1. Prince Giorgi (Georgy Okropirovich Gruzinsky; c. 1834 – 28 February 1886), who died unmarried.
2. Princess Ana (Anna Okropirovna Gruzinskaya; c. 1834 – 18 June 1898), who was married firstly to Prince Alexander Bagration-Mukhransky (1823–1853), of the House of Mukhrani, and secondly to Alexander Albizzi.
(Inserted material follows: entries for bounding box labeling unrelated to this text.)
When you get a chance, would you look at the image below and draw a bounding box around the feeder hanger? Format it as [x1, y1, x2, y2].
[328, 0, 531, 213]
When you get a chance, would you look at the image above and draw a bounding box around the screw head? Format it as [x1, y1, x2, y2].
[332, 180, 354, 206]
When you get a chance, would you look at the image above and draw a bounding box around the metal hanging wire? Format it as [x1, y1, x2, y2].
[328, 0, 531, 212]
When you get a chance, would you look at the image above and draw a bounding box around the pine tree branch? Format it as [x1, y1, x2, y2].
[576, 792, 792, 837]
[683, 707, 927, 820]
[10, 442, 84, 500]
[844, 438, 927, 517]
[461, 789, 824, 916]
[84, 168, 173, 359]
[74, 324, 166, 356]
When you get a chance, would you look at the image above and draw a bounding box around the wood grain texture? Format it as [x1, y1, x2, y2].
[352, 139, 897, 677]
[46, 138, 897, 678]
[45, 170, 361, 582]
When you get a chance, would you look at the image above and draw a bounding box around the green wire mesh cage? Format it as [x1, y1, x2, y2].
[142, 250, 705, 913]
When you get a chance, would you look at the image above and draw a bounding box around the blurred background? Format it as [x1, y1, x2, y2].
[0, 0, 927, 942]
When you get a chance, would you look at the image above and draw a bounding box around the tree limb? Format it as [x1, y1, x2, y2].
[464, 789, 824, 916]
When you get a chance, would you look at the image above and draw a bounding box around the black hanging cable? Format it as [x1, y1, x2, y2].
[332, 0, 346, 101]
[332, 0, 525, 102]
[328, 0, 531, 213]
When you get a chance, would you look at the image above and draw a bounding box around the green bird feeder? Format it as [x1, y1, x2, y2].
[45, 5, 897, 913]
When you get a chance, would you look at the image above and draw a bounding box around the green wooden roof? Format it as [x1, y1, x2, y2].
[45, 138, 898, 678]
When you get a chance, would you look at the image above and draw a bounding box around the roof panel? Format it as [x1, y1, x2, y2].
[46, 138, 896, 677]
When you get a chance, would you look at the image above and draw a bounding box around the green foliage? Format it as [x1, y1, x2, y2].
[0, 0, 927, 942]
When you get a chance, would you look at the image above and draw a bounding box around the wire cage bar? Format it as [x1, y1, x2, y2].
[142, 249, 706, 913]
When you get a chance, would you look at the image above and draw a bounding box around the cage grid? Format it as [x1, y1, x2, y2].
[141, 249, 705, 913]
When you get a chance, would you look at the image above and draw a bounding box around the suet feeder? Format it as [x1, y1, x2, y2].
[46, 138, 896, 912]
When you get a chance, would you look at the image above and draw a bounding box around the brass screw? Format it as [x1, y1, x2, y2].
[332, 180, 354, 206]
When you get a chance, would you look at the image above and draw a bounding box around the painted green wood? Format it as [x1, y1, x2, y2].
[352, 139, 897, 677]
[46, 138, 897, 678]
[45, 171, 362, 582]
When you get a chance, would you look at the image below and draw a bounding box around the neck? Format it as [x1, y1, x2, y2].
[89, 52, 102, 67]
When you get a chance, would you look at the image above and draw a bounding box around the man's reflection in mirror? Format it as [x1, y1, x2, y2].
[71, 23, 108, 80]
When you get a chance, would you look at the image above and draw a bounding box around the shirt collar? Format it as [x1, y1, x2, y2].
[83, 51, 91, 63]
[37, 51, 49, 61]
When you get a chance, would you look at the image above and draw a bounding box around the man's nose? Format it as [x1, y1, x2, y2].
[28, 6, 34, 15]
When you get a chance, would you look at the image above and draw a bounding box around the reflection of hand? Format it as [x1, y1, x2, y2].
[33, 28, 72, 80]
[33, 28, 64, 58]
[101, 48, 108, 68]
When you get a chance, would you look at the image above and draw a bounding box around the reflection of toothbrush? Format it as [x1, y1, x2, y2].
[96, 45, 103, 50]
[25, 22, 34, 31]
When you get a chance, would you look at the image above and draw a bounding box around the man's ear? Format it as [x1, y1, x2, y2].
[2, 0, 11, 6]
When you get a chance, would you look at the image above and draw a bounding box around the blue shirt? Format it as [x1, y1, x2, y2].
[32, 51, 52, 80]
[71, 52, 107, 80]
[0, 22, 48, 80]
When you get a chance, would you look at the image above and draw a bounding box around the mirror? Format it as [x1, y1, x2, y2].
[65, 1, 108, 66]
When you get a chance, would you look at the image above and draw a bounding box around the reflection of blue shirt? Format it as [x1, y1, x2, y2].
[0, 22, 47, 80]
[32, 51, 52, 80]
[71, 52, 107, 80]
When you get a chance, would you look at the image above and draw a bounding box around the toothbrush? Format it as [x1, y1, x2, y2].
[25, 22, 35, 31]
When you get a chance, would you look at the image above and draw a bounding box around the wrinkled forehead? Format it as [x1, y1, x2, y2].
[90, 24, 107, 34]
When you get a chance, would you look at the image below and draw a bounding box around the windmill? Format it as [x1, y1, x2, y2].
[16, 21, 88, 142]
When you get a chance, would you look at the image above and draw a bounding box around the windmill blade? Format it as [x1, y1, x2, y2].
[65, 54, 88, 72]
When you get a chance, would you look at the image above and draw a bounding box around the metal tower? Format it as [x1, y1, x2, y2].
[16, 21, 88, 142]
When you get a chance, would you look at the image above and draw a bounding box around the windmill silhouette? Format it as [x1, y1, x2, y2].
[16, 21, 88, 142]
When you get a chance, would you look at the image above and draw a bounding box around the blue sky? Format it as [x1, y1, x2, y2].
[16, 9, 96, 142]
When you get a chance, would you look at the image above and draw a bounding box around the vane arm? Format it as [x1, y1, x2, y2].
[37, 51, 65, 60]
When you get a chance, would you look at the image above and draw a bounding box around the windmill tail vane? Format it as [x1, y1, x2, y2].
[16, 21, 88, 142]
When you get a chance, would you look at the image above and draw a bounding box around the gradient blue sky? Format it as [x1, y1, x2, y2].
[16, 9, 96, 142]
3. Prince Pavle (Pavel Okropirovich Gruzinsky; 26 April 1835 – 12 February 1875), whose petition resulted in the imperial confirmation of the Gruzinsky coat of arms in 1886. He married in 1861 Princess Anastasia Nikolayevna Dolgorukova (1842–1881), by whom he had four sons and one daughter:
  1. Prince Giorgi (Georgy Pavlovich Gruzinsky; 16 May 1862 – 3 November 1916),
  2. Prince Konstantine (Konstantin Pavlovich Gruzinsky; 1871–1916),
  3. Prince Pavle (Pavel Pavlovich Gruzinsky; 1871–1884),
  4. Prince Dimitri (Dmitry Pavlovich Gruzinsky; c. 1873 – died in infancy),
  5. Princess Nino (Nina Pavlovna Gruzinskaya; born 1867).
4. Prince Irakli (Irakly Okropirovich Gruzinsky).
5. Princess Praskovia (Praskovia Okropirovna Gruzinskaya), possibly an extramarital child.